The story starts with my mom, a junior at St. Lawrence University in 1984, rushing across the Quad and running late to make it to her carpool home for Thanksgiving break. After dragging her huge, bulky, obnoxiously stuffed suitcase all the way across campus, she was exhausted. By the time she got to her friend’s car, she was ready for the six-and-a-half-hour car ride home to Massachusetts. My mom, the driver, and his friend piled into the tiny, rusted, about-to-break-down, 15-year-old cherry red Toyota. Her driver then tells them the final boy in the carpool is on his way. Not knowing another person was coming, she scoots over in the tiny backseat clutching her belongings in her lap and waits. 

Five, 10, 15 minutes go by, still no sign of him. Twenty, 25, eventually 30 minutes pass before the boy finally arrives. The boy threw his suitcase in the seat next to her and my mom, thoroughly annoyed, waits eagerly to start the drive. She is tired, frustrated, and over it, but suddenly—intrigued. 

How had she never seen him before? He is so cute. The moment this boy opened his mouth to speak, she knew it was going to be a good ride home. She forgot she was annoyed. They talked. Six-and-a-half-hours later and at her front door, they exchange phone numbers. 

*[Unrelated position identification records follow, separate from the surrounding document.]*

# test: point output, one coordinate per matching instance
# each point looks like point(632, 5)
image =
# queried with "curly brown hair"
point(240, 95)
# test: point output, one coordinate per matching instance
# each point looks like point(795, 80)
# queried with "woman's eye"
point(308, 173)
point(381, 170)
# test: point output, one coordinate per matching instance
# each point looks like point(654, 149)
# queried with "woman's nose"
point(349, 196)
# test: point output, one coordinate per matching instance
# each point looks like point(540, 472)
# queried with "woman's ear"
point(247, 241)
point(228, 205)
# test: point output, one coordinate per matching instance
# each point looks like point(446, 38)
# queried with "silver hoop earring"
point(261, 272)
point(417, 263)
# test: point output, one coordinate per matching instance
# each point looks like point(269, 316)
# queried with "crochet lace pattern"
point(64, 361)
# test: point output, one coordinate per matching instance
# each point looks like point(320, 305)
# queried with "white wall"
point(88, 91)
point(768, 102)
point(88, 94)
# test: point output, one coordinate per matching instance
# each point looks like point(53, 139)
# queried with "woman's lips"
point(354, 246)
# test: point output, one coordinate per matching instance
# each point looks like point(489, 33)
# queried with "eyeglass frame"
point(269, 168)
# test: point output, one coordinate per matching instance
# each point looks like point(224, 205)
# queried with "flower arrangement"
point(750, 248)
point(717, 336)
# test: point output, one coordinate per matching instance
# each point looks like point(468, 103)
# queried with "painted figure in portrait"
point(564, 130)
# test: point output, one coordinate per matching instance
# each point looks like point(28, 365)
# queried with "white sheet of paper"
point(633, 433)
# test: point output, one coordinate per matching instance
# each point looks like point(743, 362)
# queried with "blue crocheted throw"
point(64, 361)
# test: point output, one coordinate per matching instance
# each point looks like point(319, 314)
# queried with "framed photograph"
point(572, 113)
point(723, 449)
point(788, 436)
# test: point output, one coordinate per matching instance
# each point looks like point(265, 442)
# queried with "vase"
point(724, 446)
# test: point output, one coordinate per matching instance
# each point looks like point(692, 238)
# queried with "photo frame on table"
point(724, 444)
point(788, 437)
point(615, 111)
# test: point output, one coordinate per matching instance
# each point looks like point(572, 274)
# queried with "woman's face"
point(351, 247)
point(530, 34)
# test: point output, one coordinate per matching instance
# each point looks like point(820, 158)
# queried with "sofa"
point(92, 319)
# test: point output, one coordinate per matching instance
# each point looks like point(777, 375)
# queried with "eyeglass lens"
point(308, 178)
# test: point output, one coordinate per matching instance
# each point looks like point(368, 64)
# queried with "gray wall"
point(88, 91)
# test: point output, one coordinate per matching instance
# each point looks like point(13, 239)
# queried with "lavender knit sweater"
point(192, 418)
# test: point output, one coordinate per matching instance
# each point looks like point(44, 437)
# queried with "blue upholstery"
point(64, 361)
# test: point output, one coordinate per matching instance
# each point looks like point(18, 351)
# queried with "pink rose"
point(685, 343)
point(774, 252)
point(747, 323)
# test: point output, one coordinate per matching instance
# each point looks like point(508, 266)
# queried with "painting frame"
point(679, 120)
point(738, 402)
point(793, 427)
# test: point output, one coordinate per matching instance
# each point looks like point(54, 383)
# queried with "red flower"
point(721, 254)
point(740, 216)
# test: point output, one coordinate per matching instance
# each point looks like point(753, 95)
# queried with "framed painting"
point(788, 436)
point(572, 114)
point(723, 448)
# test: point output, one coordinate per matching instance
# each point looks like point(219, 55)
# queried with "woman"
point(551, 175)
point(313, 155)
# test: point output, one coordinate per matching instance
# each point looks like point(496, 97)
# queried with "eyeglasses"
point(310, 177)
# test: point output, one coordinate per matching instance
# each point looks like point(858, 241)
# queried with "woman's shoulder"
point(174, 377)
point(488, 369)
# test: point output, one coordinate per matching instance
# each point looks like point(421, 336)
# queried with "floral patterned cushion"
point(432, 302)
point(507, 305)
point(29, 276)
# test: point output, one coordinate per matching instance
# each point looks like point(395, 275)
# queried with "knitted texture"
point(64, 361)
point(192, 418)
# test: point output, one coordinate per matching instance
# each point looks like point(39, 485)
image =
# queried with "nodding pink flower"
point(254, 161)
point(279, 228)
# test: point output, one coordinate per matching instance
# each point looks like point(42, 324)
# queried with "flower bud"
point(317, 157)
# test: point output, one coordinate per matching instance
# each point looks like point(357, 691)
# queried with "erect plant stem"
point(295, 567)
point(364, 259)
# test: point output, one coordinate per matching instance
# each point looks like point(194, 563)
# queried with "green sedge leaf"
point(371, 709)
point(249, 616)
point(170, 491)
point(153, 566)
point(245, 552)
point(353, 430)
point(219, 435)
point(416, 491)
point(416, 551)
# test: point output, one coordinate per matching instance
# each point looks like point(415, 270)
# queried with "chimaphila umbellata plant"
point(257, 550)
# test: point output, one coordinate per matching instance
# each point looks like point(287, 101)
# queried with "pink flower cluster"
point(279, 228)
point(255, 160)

The first couple of nights of Thanksgiving break, they talked on the phone, having endless conversations about everything imaginable. After a few more days of continuous phone calls, my mom’s twin sister invites my mom to go clubbing in Boston, and told her to invite the boy from the carpool. My mom is no fashionista, and she made the worst fashion choice of her life—she wore a wool sweater to the nightclub. A wool sweater. To a nightclub. Her wool sweater went from cute and comfy to itchy and hot. When the boy asked her to dance, she declined, embarrassed, hot, sweaty, and itchy in the wool sweater. The boy laughed and said, “okay, but promise me one day you will dance with me.” 

Sunday rolled around, and it was time to carpool back to St. Lawrence. Naturally, my mom and the boy talked the entire ride, sandwiched together in the back of the tiny car. The boy asked my mom what she had planned to do later that day. My mom casually said she would be in the yellow pipe room, a.k.a. the silent room at ODY, studying for her test. 

Later that night, in the yellow pipe room at ODY, out of the corner of her eye, my mom sees the boy from the carpool walk into the library. It was not important that this was possibly his first foray into the library, her heart started beating faster and faster and her face was blushing redder and redder. He walked right up to where she was sitting, and in the silence of the silent room he sat down next to her, grabbed her sweaty, clammy, nervous palms and said: “You promised me a dance.” 

The boy proceeded to ask her to his fraternity’s formal, and I’m pretty sure my mom did not wear a wool sweater, and I’m pretty sure they danced, and I’m pretty sure things worked out because to this day, I refer to the boy from the carpool as “Dad.” 


Originally shared on April 7, 2017 at the Annual Student StorySLAM competition.